# Audio-to-Caption using Cross Modal Encoder-Decoder

We used a cross-modal encoder-decoder transformer architecture. 

1. Similar to Whisper, the encoder takes a log-mel spectrogram with six convolution layers with a filter width of 3 and the GELU activation function. With the exception of the first layer, each convolution layer has a stride of two. The output of the convolution layers is combined with the sinusoidal position encoding and then processed by the encoder transformer blocks. 
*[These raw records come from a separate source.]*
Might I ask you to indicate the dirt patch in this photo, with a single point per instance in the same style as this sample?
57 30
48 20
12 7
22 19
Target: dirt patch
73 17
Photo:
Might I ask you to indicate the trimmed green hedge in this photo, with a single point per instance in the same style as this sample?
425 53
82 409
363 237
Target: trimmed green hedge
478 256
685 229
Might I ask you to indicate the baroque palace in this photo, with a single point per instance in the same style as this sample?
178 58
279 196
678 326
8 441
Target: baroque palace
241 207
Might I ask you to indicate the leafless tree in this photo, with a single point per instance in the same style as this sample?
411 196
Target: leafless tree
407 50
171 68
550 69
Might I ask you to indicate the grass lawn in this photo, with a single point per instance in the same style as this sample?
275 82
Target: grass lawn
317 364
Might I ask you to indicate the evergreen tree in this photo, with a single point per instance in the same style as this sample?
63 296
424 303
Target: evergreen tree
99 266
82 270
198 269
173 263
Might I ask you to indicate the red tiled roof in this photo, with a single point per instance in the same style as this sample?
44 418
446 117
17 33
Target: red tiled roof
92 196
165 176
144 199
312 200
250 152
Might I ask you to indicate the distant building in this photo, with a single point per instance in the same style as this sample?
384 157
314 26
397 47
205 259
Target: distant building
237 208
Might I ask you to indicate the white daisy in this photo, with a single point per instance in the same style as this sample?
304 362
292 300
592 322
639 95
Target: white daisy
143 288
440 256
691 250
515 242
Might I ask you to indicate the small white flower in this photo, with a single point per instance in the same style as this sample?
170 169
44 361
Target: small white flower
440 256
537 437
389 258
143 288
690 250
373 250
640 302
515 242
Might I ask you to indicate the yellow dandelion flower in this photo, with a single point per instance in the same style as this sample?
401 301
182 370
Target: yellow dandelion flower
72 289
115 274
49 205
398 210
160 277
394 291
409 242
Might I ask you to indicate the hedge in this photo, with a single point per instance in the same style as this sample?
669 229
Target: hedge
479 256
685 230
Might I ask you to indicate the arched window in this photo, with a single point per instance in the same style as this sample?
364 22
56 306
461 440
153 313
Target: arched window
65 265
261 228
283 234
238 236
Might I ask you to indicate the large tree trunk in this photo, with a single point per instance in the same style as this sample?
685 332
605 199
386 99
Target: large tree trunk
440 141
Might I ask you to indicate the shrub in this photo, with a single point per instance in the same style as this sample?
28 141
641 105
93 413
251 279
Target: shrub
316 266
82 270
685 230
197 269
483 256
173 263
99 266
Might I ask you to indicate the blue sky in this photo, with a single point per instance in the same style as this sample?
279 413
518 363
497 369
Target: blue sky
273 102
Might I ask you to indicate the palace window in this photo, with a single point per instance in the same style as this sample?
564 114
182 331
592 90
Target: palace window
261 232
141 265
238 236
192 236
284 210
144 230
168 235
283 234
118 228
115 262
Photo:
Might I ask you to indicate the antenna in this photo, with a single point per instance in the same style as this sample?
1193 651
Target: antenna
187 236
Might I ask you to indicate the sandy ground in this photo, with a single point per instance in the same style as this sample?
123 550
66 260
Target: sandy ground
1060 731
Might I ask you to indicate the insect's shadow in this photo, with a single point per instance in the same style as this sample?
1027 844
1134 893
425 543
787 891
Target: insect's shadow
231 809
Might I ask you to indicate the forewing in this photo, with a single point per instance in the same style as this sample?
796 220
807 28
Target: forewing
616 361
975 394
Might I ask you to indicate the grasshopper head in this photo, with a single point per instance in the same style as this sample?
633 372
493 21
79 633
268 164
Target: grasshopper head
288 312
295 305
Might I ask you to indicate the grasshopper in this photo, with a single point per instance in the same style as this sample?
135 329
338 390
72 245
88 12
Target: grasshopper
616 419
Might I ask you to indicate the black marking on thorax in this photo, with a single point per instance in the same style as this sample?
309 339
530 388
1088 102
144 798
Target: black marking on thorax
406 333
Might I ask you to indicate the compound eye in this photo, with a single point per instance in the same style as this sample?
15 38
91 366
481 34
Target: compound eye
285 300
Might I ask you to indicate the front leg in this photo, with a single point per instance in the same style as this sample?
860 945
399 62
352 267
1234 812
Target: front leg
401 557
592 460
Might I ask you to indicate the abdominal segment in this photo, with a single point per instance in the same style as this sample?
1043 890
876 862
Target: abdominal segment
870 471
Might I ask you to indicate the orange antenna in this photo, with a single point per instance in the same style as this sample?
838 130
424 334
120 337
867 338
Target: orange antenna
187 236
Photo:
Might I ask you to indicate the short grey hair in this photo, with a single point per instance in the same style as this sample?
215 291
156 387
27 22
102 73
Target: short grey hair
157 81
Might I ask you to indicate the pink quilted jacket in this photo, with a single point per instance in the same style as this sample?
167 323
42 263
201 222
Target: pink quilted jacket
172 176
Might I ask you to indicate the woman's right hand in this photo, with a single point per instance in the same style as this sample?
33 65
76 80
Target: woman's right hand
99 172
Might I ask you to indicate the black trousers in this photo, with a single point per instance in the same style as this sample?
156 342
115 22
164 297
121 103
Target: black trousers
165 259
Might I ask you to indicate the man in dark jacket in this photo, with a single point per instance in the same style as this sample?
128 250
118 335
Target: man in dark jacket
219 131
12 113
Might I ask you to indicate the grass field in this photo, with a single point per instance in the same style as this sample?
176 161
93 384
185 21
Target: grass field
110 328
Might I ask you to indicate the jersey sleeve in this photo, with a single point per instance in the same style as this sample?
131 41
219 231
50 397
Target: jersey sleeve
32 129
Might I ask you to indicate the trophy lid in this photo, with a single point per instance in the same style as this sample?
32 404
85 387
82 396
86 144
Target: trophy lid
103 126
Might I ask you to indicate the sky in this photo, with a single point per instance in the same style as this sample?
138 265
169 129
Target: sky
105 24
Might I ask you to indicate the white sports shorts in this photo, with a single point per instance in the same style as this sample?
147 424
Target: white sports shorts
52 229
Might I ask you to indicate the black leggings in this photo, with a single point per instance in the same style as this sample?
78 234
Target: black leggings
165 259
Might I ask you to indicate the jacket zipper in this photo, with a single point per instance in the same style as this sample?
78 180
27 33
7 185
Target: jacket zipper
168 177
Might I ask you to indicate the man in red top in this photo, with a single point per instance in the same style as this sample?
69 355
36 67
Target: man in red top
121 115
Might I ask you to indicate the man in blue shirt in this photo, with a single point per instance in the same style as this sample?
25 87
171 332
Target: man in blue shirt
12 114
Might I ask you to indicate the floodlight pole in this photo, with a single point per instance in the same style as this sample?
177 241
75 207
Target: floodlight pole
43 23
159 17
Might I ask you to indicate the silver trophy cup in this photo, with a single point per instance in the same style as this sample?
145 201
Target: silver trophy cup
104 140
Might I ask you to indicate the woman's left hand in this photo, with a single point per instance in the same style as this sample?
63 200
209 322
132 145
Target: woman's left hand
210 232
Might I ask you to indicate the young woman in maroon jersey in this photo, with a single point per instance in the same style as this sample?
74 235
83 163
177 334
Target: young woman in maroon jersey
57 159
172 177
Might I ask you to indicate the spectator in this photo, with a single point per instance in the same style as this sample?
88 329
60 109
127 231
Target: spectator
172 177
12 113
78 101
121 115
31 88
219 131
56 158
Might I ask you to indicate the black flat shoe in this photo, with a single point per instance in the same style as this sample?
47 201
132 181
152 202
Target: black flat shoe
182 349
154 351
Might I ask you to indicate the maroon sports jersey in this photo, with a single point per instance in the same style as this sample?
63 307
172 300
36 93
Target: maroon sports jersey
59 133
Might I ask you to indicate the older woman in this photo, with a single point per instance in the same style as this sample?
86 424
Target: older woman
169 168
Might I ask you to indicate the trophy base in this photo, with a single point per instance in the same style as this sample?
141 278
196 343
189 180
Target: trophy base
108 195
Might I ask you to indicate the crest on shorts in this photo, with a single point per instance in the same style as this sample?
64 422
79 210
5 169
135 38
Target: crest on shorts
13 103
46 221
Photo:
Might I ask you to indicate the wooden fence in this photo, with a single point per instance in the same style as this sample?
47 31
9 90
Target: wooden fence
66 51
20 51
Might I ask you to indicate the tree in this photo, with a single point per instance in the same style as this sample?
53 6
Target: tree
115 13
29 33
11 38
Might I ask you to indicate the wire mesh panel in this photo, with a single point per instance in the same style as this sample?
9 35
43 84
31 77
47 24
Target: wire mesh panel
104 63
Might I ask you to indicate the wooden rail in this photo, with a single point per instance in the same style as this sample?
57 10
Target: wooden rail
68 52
2. Following the BART architecture, our encoder and decoder both have 768 widths and 6 transformer blocks. The decoder processes tokenized text captions using transformer blocks with a multi-head attention module that includes a mask to hide future tokens for causality. The music and caption representations are fed into the cross-modal attention layer, and the head of the language model in the decoder predicts the next token autoregressively using the cross-entropy loss.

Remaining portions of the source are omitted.